Charlie Lloyd

Personal information
- Full name: Charles Thomas Lloyd
- Born: 11 June 1906 Sydney, New South Wales, Australia
- Died: 14 October 1934 (aged 28) Sydney, New South Wales, Australia

Playing information
- Position: Front row
Club
| Years | Team | Pld | T | G | FG | P |
| 1930–33 | South Sydney | 13 | 3 | 0 | 0 | 9 |
- Source:

= Charlie Lloyd (rugby league) =

Australian rugby league footballer

Charles Thomas Lloyd (11 June 1906 – 14 October 1934) was an Australian rugby league footballer.

==Biography==
Raised in Sydney, Lloyd was a fullback for his schoolboys years at St Benedict's, where he received coaching from former international forward Bert Gray, but developed into a forward despite his relatively light build.

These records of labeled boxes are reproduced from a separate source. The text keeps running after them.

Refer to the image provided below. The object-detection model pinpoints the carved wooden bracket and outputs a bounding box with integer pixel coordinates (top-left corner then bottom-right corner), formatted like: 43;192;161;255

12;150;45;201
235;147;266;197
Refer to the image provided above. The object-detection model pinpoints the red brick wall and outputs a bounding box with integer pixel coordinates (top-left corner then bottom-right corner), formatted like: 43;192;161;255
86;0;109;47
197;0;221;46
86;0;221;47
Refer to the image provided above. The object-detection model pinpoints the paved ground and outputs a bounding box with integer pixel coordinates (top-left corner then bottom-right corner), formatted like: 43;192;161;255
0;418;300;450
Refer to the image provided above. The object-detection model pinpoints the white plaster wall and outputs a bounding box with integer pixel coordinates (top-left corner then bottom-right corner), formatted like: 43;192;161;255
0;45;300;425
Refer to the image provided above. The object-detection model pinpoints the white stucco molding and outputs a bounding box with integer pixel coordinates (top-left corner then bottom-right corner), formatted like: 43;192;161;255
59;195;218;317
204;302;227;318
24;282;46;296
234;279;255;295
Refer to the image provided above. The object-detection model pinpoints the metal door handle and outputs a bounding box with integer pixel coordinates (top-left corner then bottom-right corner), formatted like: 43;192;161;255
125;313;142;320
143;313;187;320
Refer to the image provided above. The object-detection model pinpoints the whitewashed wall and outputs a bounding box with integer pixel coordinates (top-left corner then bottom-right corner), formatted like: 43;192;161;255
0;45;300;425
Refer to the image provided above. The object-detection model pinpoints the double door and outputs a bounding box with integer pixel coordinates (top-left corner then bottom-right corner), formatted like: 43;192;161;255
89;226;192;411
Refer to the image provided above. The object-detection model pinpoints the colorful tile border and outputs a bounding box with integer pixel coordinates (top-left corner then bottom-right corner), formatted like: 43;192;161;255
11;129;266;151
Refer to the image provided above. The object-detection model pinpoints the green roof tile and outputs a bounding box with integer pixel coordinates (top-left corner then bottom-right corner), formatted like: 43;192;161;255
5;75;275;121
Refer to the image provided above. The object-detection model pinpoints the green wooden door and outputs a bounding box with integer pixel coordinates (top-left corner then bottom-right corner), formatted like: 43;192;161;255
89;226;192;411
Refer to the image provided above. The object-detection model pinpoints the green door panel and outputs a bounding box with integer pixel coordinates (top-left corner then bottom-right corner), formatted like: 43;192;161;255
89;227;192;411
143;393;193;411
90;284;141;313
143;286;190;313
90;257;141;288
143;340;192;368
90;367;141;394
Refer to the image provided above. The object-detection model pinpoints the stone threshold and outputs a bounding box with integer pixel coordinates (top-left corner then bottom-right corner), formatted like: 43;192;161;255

Lloyd's first grade career with South Sydney was largely confined to the 1930 NSWRFL season, when he displaced Carl Eggen in the front row, and played well enough to earn representative honours for Sydney ("Metropolis"). His younger brother Billy also played briefly for the Rabbitohs during this time.

In 1932, Lloyd and his sister shared the top prize of £5000 in the NSW state lottery.

Lloyd was killed in 1934 after colliding with another vehicle while driving on Homebush Road.